Hezbollah has occasionally been able to hack into IDF drone feeds since the 1990s, and even allegedly compromised secure military and intelligence communications channels in 2006. The group claimed in 2016 that it had hacked into Israeli security cameras, as well. Hezbollah is involved in cyber-espionage as part of the IRGC on a global level, and as recently as 2018, Czech intelligence announced it had shut down servers associated with a Hezbollah operation ultimately targeting defence agencies.

Like Hamas, Hezbollah has “catfished” individuals with fake profiles of attractive women to get them to install spyware on their phones and computers. In 2012, an expansive campaign dubbed “Volatile Cedar,” attributed to a group in Lebanon – in other words, almost certainly Hezbollah – by the Israeli cybersecurity firm Checkpoint successfully spied on individuals and organisations for years. Once again, the limited technological sophistication of the operation was irrelevant; it successfully fulfilled its purpose and generally evaded detection.

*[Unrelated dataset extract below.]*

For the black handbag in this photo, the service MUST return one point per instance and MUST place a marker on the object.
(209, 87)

While these abilities are independently worrying, it is the fusion between the cyberespionage of these groups and the advanced offensive cyber-capabilities of Hezbollah and Iran that make them a prospective significant threat to Israel.

AIJAC has previously covered elements of malicious and sophisticated IRGC activities in cyberspace, and if the reports of Hamas targeting vital infrastructure are true, it means Iran has likely sought to pass its formidable knowhow on to the group.

In testimony before the US Senate Judiciary Subcommittee on Crime and Terrorism, Dr. James A. Lewis, senior vice-president at the Washington-based Center for Strategic and International Studies, testified that “Israel is attacked by Iran and Hezbollah every week in efforts to disrupt the critical infrastructure.”

If Hamas is now able to do this alongside Hezbollah, it could considerably raise the stakes.